You could be forgiven for thinking that the UK employment market is a disaster judging by mounting job losses and workplace closures announced over the last year or so. Even recent figures published are being treated with scepticism, with many commentators seeing them as merely a blip on an otherwise upward trend. Other than the headline job cuts, it is entirely possible that employment has stabilised partly through companies holding on to staff during the bad times in the expectation that things will get better.
However, in a large number of cases, the payoff for remaining in employment has been reduced hours and pay freezes, if not pay cuts. Even more worryingly, given the impending pensions crisis and the fact that most people will have to work well past the age at which their parents retired, is the dramatic rise in the number of over 50s out of work; 30% more over 50s were out of work by the end of 2009 compared to a year previously, while the number of over 50s out of work for between six and twelve months had risen by 126%.
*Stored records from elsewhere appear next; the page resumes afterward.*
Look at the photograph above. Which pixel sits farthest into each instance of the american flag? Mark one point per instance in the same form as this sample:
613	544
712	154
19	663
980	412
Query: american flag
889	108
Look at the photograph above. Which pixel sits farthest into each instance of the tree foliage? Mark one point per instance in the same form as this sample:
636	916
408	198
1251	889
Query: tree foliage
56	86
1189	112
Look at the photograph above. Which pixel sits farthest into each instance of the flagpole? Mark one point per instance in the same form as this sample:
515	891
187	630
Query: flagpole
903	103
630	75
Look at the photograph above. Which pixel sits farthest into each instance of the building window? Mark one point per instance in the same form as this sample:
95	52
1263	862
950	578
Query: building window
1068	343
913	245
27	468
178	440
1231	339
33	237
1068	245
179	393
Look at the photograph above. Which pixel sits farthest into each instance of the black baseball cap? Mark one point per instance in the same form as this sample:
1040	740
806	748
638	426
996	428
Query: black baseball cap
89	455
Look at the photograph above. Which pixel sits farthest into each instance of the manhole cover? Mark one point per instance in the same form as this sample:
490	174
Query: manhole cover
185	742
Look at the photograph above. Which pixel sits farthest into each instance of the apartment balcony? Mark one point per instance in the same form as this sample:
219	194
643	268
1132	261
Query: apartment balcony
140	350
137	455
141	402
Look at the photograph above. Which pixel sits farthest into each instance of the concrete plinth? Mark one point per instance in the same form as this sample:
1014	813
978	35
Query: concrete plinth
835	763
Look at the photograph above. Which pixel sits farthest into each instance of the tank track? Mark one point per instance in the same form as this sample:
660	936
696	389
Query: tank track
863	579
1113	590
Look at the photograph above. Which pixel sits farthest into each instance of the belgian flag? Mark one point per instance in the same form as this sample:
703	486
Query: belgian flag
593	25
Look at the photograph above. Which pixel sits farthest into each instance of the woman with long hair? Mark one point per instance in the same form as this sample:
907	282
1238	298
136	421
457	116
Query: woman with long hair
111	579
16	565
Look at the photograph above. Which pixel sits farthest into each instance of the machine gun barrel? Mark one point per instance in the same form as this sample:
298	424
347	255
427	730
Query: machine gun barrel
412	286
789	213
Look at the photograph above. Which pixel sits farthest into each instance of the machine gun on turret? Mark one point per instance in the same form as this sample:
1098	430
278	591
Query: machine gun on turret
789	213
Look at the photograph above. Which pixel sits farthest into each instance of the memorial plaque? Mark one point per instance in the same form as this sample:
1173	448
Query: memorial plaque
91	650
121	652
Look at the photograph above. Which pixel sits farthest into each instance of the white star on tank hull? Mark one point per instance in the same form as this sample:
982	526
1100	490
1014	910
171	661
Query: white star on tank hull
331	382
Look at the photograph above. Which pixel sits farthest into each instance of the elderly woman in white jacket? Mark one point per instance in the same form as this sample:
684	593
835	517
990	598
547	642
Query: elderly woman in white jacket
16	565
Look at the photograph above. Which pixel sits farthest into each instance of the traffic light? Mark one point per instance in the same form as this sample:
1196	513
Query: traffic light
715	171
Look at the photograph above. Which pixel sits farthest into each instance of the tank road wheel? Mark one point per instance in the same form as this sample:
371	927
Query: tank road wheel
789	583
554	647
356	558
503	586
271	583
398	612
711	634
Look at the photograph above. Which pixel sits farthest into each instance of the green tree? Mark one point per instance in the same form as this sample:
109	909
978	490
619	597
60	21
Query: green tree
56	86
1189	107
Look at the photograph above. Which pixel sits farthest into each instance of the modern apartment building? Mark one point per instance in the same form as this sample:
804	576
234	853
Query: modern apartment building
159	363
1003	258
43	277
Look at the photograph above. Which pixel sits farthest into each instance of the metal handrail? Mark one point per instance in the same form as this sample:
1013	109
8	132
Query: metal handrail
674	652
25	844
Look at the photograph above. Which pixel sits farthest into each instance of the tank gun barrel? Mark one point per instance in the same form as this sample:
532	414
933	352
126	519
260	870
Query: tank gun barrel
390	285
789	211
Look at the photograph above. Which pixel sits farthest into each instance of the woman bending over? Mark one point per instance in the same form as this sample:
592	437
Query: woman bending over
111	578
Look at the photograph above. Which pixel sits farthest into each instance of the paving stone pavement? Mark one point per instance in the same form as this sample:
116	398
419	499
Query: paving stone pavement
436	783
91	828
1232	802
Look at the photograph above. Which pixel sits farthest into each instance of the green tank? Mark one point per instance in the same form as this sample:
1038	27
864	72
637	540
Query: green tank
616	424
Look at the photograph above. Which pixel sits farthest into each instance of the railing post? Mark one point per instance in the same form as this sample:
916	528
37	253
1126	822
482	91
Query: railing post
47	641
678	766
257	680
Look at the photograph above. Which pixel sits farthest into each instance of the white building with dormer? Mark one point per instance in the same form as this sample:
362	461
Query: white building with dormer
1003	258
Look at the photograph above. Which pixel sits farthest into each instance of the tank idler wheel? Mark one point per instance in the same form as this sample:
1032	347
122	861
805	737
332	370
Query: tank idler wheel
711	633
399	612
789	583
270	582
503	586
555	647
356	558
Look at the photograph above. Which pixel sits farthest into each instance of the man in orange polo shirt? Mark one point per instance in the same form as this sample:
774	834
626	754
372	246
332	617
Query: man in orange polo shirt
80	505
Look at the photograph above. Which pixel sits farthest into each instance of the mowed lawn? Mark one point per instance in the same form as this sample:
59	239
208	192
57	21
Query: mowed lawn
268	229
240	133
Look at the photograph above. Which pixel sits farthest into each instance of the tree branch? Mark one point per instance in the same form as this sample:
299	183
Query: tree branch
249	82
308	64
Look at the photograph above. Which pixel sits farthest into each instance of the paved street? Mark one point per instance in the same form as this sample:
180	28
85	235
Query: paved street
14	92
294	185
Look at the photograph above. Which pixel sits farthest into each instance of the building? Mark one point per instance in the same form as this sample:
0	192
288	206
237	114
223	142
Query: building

As with any recession, the major job cuts are borne by the multi-nationals whose immediate panic reaction to placate their investors is to cut costs. Small firms are acknowledged as important job creators (c84% of all new posts across the EU were created by small companies between 2002 and 2007), but most importantly they are in a position to react quickly and positively to improvements in the economic outlook. One area that will undoubtedly require addressing is recruitment to support any growth, but with so many people looking for work, businesses are overwhelmed by the volume of response to their job adverts, particularly as only a small number of applicants will actually have the right skills.
The true value of an executive recruitment agency is in being able to supply a high quality shortlist of correctly skilled candidates for a cost that, in terms of time and money, is only slightly more than doing it yourself.